Though I’ve sat in silence in desert canyons
and climbed iron rungs on overhanging cliffs
and sung in cathedrals and sung in snow caves
and hiked naked through juniper and
washed dishes in inner city shelters
and wandered the cobblestones of ancient villages,
today, sitting on the couch in my own house,
I finally understood with my whole body
how life puts us in the places we need to grow.
And so I made tea. And sat a while longer
with the windows open, listening to my longing
as it wove with the sound of the sprinklers and the oven fan
and I said to the moment, what do you ask of me?
Learning
Posted in Uncategorized, tagged death, learning, life, shadow, tree on July 26, 2020| 2 Comments »
Today the shadows
teach me to love
what is dim,
the sweet respite
of obscurity
when the sun
is too much
and a tree
yields its shape
so that I might slip
my clumsy heat
out of the bounds
of the vertical world
and find instead
a cool dark pool
on the ground,
as if I’m a boat
that has discovered
at last
a slim calm eddy
in which I might rest.
This is perhaps
the way we start
to meet our deaths—
sliding into the relief
of these dark, quiet
channels.
Still Learning What It Might Mean
Posted in Uncategorized, tagged learning, poem, poetry, skiing, wax on January 12, 2020| Leave a Comment »
Dave drips the hot blue wax onto the ski
and tells me how it will help the ski meet the snow.
“The cold snow is sharp,” he says, “and aggressive.”
Today’s wax will harden the base of the ski.
I think of the world and all its sharpnesses,
all its aggressions. We humans
are not so unlike the snow. I’ve been fooled
so often. Perhaps my soul needs blue wax.
No, I think, what the soul really needs
is more like the scraper he pulls out,
and the brushes of copper, horsehair, and nylon.
What the soul really needs is a scouring.
He explains that the scouring allows
the cuts in the structure to be exposed
so that the skis don’t suction to the snow.
Is that what all these little cuts are for in me?
To keep me from getting stuck? Later,
as I skate in the race and feel my ski glide
across what is cold, I thank Dave
with my visible breath.
There are so many ways to relearn
how it is we meet the world. Today,
the lesson is a ski, a scraper, some wax,
a man with an iron, and acres and acres of snow.
The Fencing Teacher Suggests
Posted in Uncategorized, tagged aggression, fencing, learning, love, opposites, poem, poetry on October 16, 2019| Leave a Comment »
You’re hesitating, says John from behind his mask.
Each time I invite you to strike, you wait. And he’s right.
Each time before I extend and lunge, I drop my sword.
It’s crazy. I tell myself not to do it, but every time
he motions to strike, instinct says: drop the sword.
John, I say, I’ve trained myself not to be aggressive.
When people are vulnerable, I do everything I can
to make them feel safe. It helps that John
is gentle. It helps that he beams at me a genuine smile.
Don’t think of it as aggression, he says. If someone
you love gives you the signal to touch them,
aren’t you always ready to meet them then?
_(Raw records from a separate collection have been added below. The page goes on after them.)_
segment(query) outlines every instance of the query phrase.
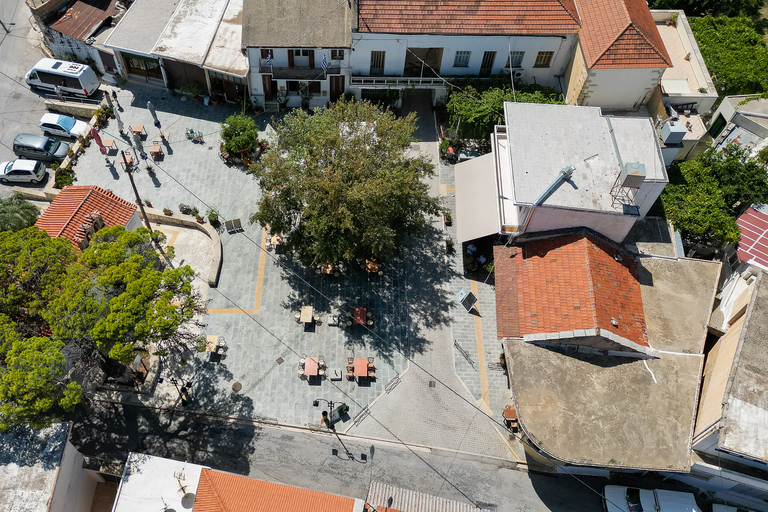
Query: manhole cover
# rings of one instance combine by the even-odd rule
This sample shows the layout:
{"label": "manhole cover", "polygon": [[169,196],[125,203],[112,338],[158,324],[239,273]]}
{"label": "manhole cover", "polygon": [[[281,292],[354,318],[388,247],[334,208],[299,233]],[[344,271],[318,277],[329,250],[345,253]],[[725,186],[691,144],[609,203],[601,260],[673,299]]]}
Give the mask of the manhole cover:
{"label": "manhole cover", "polygon": [[15,93],[13,96],[11,96],[11,99],[20,100],[21,99],[21,93],[20,92]]}
{"label": "manhole cover", "polygon": [[162,98],[160,98],[160,101],[165,101],[165,96],[163,96]]}
{"label": "manhole cover", "polygon": [[411,149],[414,151],[420,151],[421,146],[419,146],[418,144],[411,144]]}
{"label": "manhole cover", "polygon": [[277,363],[278,366],[280,366],[285,362],[285,359],[283,359],[283,356],[280,356],[277,359],[275,359],[275,362]]}
{"label": "manhole cover", "polygon": [[240,384],[239,382],[235,382],[234,384],[232,384],[232,391],[234,391],[235,393],[239,393],[241,389],[243,389],[243,385]]}
{"label": "manhole cover", "polygon": [[435,386],[437,386],[437,382],[433,380],[429,381],[429,387],[434,388]]}

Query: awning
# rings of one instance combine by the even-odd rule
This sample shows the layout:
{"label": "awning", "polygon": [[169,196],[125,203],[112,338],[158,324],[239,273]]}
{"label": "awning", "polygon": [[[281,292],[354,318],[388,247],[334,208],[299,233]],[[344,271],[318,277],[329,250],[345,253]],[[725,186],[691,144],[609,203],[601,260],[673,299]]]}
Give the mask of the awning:
{"label": "awning", "polygon": [[459,242],[501,231],[493,153],[456,165],[456,231]]}

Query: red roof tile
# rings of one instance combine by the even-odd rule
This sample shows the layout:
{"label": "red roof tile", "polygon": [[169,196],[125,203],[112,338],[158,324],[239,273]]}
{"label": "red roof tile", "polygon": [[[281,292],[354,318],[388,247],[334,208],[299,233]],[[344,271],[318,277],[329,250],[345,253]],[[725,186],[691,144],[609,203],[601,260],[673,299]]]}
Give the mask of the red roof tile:
{"label": "red roof tile", "polygon": [[51,238],[69,239],[77,248],[77,231],[94,211],[99,212],[108,227],[125,226],[136,212],[136,205],[99,187],[70,185],[58,193],[35,225],[46,230]]}
{"label": "red roof tile", "polygon": [[645,0],[579,0],[579,14],[590,69],[672,67]]}
{"label": "red roof tile", "polygon": [[573,34],[573,0],[359,0],[358,30],[387,34]]}
{"label": "red roof tile", "polygon": [[203,469],[195,512],[352,512],[355,500]]}
{"label": "red roof tile", "polygon": [[70,37],[85,41],[95,35],[107,18],[116,16],[117,0],[78,0],[50,28]]}
{"label": "red roof tile", "polygon": [[739,259],[768,269],[768,214],[749,208],[736,220],[741,229]]}
{"label": "red roof tile", "polygon": [[607,243],[566,235],[496,246],[494,261],[499,339],[604,329],[650,346],[636,261]]}

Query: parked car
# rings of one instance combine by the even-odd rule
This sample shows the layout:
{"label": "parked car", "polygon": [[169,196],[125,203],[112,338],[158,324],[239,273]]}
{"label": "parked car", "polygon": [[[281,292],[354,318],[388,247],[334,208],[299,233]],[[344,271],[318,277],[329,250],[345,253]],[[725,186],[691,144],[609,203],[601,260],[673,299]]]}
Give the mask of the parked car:
{"label": "parked car", "polygon": [[88,123],[78,121],[74,117],[48,113],[40,119],[40,129],[46,135],[60,135],[76,139],[88,131]]}
{"label": "parked car", "polygon": [[20,133],[13,139],[13,152],[19,158],[61,161],[67,156],[67,151],[69,151],[69,144],[59,142],[45,135]]}
{"label": "parked car", "polygon": [[731,506],[728,506],[728,505],[713,504],[712,505],[712,512],[752,512],[752,511],[750,509],[744,508],[744,507],[738,507],[738,506],[731,507]]}
{"label": "parked car", "polygon": [[0,164],[0,182],[27,181],[38,183],[45,176],[45,165],[37,160],[11,160]]}
{"label": "parked car", "polygon": [[689,492],[619,485],[605,486],[603,507],[606,512],[701,512]]}

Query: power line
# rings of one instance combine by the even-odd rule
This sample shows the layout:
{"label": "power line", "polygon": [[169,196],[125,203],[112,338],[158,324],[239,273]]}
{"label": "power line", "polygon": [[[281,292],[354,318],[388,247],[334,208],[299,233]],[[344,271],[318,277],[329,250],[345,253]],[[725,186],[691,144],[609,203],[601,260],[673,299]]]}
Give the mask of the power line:
{"label": "power line", "polygon": [[[171,173],[169,173],[169,172],[168,172],[167,170],[165,170],[163,167],[161,167],[161,166],[160,166],[160,165],[158,165],[157,163],[155,163],[155,166],[156,166],[157,168],[159,168],[161,171],[163,171],[163,172],[164,172],[164,173],[165,173],[165,174],[166,174],[166,175],[167,175],[169,178],[171,178],[173,181],[175,181],[175,182],[176,182],[176,183],[177,183],[179,186],[181,186],[181,187],[182,187],[184,190],[186,190],[186,191],[187,191],[189,194],[191,194],[191,195],[192,195],[192,196],[193,196],[195,199],[197,199],[198,201],[200,201],[200,203],[202,203],[202,204],[203,204],[203,205],[204,205],[206,208],[211,208],[211,207],[212,207],[211,205],[209,205],[208,203],[206,203],[204,200],[202,200],[200,197],[198,197],[198,196],[197,196],[197,194],[195,194],[195,193],[194,193],[194,192],[192,192],[190,189],[188,189],[188,188],[187,188],[187,187],[186,187],[186,186],[185,186],[183,183],[181,183],[181,182],[180,182],[178,179],[176,179],[176,178],[175,178],[175,177],[174,177],[174,176],[173,176]],[[225,218],[225,217],[223,217],[223,216],[222,216],[222,218],[224,218],[224,220],[226,220],[226,218]],[[264,228],[262,227],[262,229],[264,229]],[[261,244],[260,244],[259,242],[257,242],[257,241],[256,241],[256,240],[254,240],[253,238],[251,238],[251,237],[250,237],[249,235],[247,235],[245,232],[242,232],[242,233],[240,233],[240,234],[241,234],[242,236],[244,236],[244,237],[245,237],[245,238],[246,238],[246,239],[247,239],[249,242],[251,242],[251,243],[252,243],[254,246],[258,247],[258,248],[259,248],[259,250],[260,250],[260,251],[261,251],[263,254],[265,254],[265,255],[268,255],[270,258],[272,258],[272,260],[273,260],[273,261],[274,261],[274,262],[275,262],[275,263],[276,263],[278,266],[280,266],[280,267],[281,267],[283,270],[285,270],[286,272],[288,272],[288,273],[292,274],[292,275],[293,275],[294,277],[296,277],[296,278],[297,278],[299,281],[301,281],[301,282],[302,282],[302,283],[304,283],[304,284],[305,284],[307,287],[309,287],[311,290],[313,290],[314,292],[316,292],[316,293],[317,293],[319,296],[323,297],[324,299],[328,300],[329,302],[332,302],[332,300],[331,300],[331,298],[330,298],[330,297],[328,297],[328,296],[327,296],[326,294],[324,294],[324,293],[323,293],[321,290],[319,290],[318,288],[316,288],[315,286],[313,286],[313,285],[312,285],[312,284],[311,284],[309,281],[307,281],[306,279],[304,279],[304,278],[303,278],[302,276],[300,276],[298,273],[296,273],[296,272],[295,272],[295,271],[293,271],[292,269],[288,268],[288,267],[287,267],[285,264],[283,264],[283,262],[282,262],[281,260],[279,260],[279,259],[278,259],[278,258],[277,258],[275,255],[273,255],[271,252],[267,251],[267,250],[266,250],[266,248],[262,247],[262,246],[261,246]],[[240,305],[238,305],[238,304],[237,304],[237,302],[235,302],[235,301],[231,300],[231,299],[230,299],[228,296],[226,296],[226,295],[225,295],[223,292],[221,292],[220,290],[218,290],[218,289],[217,289],[217,293],[220,293],[220,294],[221,294],[221,295],[222,295],[224,298],[226,298],[226,299],[227,299],[227,300],[229,300],[229,301],[230,301],[232,304],[234,304],[235,306],[237,306],[237,309],[240,309],[240,310],[241,310],[241,311],[243,311],[243,312],[245,312],[245,311],[246,311],[246,310],[245,310],[243,307],[241,307]],[[349,314],[349,311],[348,311],[348,310],[342,309],[342,311],[343,311],[343,312],[346,312],[347,314]],[[259,325],[259,326],[261,326],[263,329],[265,329],[265,330],[266,330],[266,331],[267,331],[267,332],[268,332],[268,333],[269,333],[271,336],[273,336],[275,339],[277,339],[277,340],[278,340],[278,341],[279,341],[281,344],[283,344],[283,345],[284,345],[286,348],[288,348],[288,349],[289,349],[291,352],[293,352],[295,355],[297,355],[297,356],[300,356],[300,354],[299,354],[299,353],[298,353],[296,350],[294,350],[294,349],[293,349],[293,347],[290,347],[290,346],[289,346],[287,343],[285,343],[285,342],[284,342],[284,341],[283,341],[281,338],[279,338],[279,337],[278,337],[276,334],[274,334],[272,331],[270,331],[269,329],[267,329],[266,327],[264,327],[264,325],[263,325],[263,324],[261,324],[261,322],[259,322],[259,321],[258,321],[258,320],[256,320],[255,318],[253,318],[253,316],[252,316],[252,315],[250,315],[250,314],[246,314],[246,316],[248,316],[249,318],[251,318],[251,319],[252,319],[252,320],[253,320],[253,321],[254,321],[256,324],[258,324],[258,325]],[[370,333],[370,334],[371,334],[372,336],[374,336],[375,338],[377,338],[377,339],[379,339],[380,341],[382,341],[382,342],[385,342],[385,343],[386,343],[386,340],[385,340],[384,338],[382,338],[382,337],[381,337],[381,336],[380,336],[378,333],[376,333],[375,331],[373,331],[372,329],[370,329],[370,328],[369,328],[367,325],[363,325],[363,328],[364,328],[366,331],[368,331],[368,333]],[[533,448],[534,450],[536,449],[535,447],[533,447],[533,446],[530,444],[530,442],[528,442],[528,441],[527,441],[525,438],[523,438],[521,435],[517,434],[516,432],[513,432],[511,429],[508,429],[508,428],[506,427],[506,425],[504,425],[503,423],[501,423],[501,422],[497,421],[496,419],[492,418],[492,417],[491,417],[490,415],[488,415],[488,414],[487,414],[485,411],[483,411],[483,410],[482,410],[482,409],[481,409],[481,408],[480,408],[478,405],[476,405],[475,403],[473,403],[473,402],[472,402],[472,401],[470,401],[469,399],[467,399],[467,398],[465,398],[464,396],[462,396],[462,395],[461,395],[461,394],[460,394],[458,391],[454,390],[454,389],[453,389],[452,387],[450,387],[448,384],[446,384],[445,382],[443,382],[443,381],[442,381],[442,380],[441,380],[439,377],[435,376],[434,374],[432,374],[431,372],[429,372],[429,371],[428,371],[426,368],[424,368],[423,366],[421,366],[421,365],[420,365],[418,362],[416,362],[415,360],[413,360],[413,358],[411,358],[411,357],[410,357],[408,354],[404,353],[404,352],[403,352],[403,351],[402,351],[402,350],[401,350],[401,349],[398,347],[398,345],[397,345],[397,344],[393,344],[392,346],[393,346],[394,350],[395,350],[396,352],[398,352],[398,353],[399,353],[401,356],[403,356],[403,358],[405,358],[405,359],[406,359],[406,360],[407,360],[407,361],[408,361],[410,364],[412,364],[412,365],[414,365],[416,368],[420,369],[422,372],[424,372],[424,373],[425,373],[427,376],[429,376],[431,379],[433,379],[433,380],[435,380],[436,382],[440,383],[440,385],[441,385],[441,386],[445,387],[445,388],[446,388],[448,391],[450,391],[451,393],[453,393],[454,395],[456,395],[456,396],[457,396],[459,399],[461,399],[461,400],[462,400],[462,401],[464,401],[466,404],[468,404],[470,407],[472,407],[473,409],[475,409],[477,412],[479,412],[480,414],[482,414],[483,416],[485,416],[485,417],[486,417],[487,419],[489,419],[491,422],[493,422],[493,423],[495,423],[495,424],[499,425],[501,428],[503,428],[503,429],[504,429],[504,430],[506,430],[507,432],[511,433],[513,436],[515,436],[515,438],[517,438],[517,440],[518,440],[520,443],[523,443],[523,444],[526,444],[526,445],[528,445],[528,446],[531,446],[531,448]],[[340,388],[338,385],[336,385],[336,384],[335,384],[333,381],[331,381],[331,385],[332,385],[332,386],[334,386],[334,387],[335,387],[336,389],[338,389],[339,391],[341,391],[341,392],[342,392],[342,394],[343,394],[344,396],[348,397],[348,398],[349,398],[349,399],[350,399],[350,400],[351,400],[351,401],[352,401],[352,402],[353,402],[355,405],[357,405],[358,407],[361,407],[361,409],[363,408],[361,404],[359,404],[359,403],[358,403],[358,402],[357,402],[357,401],[356,401],[354,398],[350,397],[348,393],[346,393],[345,391],[343,391],[343,390],[342,390],[342,389],[341,389],[341,388]],[[376,422],[377,422],[379,425],[381,425],[381,426],[382,426],[382,427],[383,427],[385,430],[387,430],[387,432],[388,432],[388,433],[390,433],[392,436],[394,436],[394,437],[395,437],[395,438],[396,438],[396,439],[397,439],[397,440],[398,440],[398,441],[399,441],[401,444],[403,444],[404,446],[407,446],[407,444],[405,444],[405,443],[404,443],[404,442],[403,442],[403,441],[402,441],[402,440],[401,440],[399,437],[397,437],[397,436],[396,436],[396,435],[395,435],[395,434],[394,434],[394,433],[393,433],[391,430],[389,430],[389,428],[387,428],[387,427],[386,427],[386,426],[385,426],[383,423],[381,423],[381,422],[380,422],[378,419],[376,419],[376,418],[375,418],[375,417],[374,417],[374,416],[373,416],[373,415],[370,413],[370,409],[369,409],[369,415],[370,415],[372,418],[374,418],[374,420],[375,420],[375,421],[376,421]],[[410,450],[410,448],[409,448],[409,450]],[[413,450],[411,450],[411,451],[413,452]],[[415,453],[415,452],[414,452],[414,453]],[[417,456],[418,456],[418,455],[417,455]],[[425,462],[427,465],[429,465],[429,464],[428,464],[426,461],[424,461],[424,462]],[[431,467],[431,466],[430,466],[430,467]],[[574,477],[574,478],[575,478],[575,479],[576,479],[578,482],[580,482],[580,483],[582,483],[583,485],[585,485],[585,486],[586,486],[587,488],[589,488],[589,489],[590,489],[592,492],[594,492],[594,493],[598,494],[599,496],[603,497],[603,499],[606,499],[607,501],[609,501],[609,502],[610,502],[610,500],[608,500],[608,499],[607,499],[607,498],[606,498],[606,497],[605,497],[605,496],[604,496],[602,493],[600,493],[600,492],[599,492],[599,491],[597,491],[596,489],[594,489],[594,488],[590,487],[588,484],[586,484],[586,483],[585,483],[585,482],[583,482],[582,480],[580,480],[580,479],[576,478],[576,476],[575,476],[573,473],[571,473],[570,471],[566,470],[564,466],[560,466],[560,468],[563,470],[563,472],[565,472],[566,474],[568,474],[568,475],[570,475],[570,476]],[[433,468],[433,469],[434,469],[434,468]],[[435,470],[435,471],[436,471],[436,470]],[[436,471],[436,472],[437,472],[437,471]],[[439,472],[437,472],[437,473],[438,473],[438,474],[440,474]],[[442,475],[441,475],[441,476],[442,476]],[[443,478],[445,478],[445,477],[443,477]],[[446,479],[446,481],[448,481],[448,480]],[[449,483],[450,483],[450,482],[449,482]],[[452,485],[452,486],[455,488],[455,486],[454,486],[452,483],[451,483],[451,485]],[[457,488],[457,490],[458,490],[458,488]],[[459,492],[461,492],[461,491],[459,491]],[[462,493],[462,495],[464,495],[464,493]],[[466,497],[466,495],[464,495],[464,496]],[[467,499],[469,499],[469,498],[467,497]],[[472,501],[472,500],[470,500],[470,501]],[[612,503],[612,502],[610,502],[610,503],[611,503],[611,504],[613,504],[613,505],[616,505],[616,504],[614,504],[614,503]],[[616,505],[616,506],[617,506],[617,505]],[[618,506],[617,506],[617,507],[618,507]],[[620,507],[619,507],[619,508],[620,508]]]}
And I am. Think of it as an invitation to touch.
I wonder how many stories I’ve hardwired into me.
Thou shalt not hurt. Thou shalt not strike.
Thou shalt not stab another with a sword.
I wonder that I struggle so instinctively now
when this is so clearly a game.
John drops his sword. I extend, I lunge.
I touch his chest through his silver vest
with the tip of my sword, then retreat.
Good, he says. Good. Again. Again.
Is this the way we learn all the rules
we have written for ourselves?
By breaking them. Is this the way
we might choose to meet our opponents?
By loving them.
En Garde
Posted in Uncategorized, tagged fencing, learning, poem, poetry, self discovery, unlearning on October 9, 2019| 3 Comments »
Keep distance, the fencing teacher says,
and by this he means, stay close enough
to your opponent that you could, at any time,
extend, lunge and attack with your point.
All my life, I’ve tried not to keep distance.
All my life, I’ve done my best to avoid
the attack—from either side. And now,
with my silver lamé and my one white glove
and my face safe behind metal mesh, I dig
to find the part of me who craves engagement,
who seeks a bout, who wants to threaten
my target and exploit their vulnerability.
Keep distance, he says, and I understand
that this is how I show up for the game.
This is how I meet not only the opponent,
but, perhaps for the first time, myself.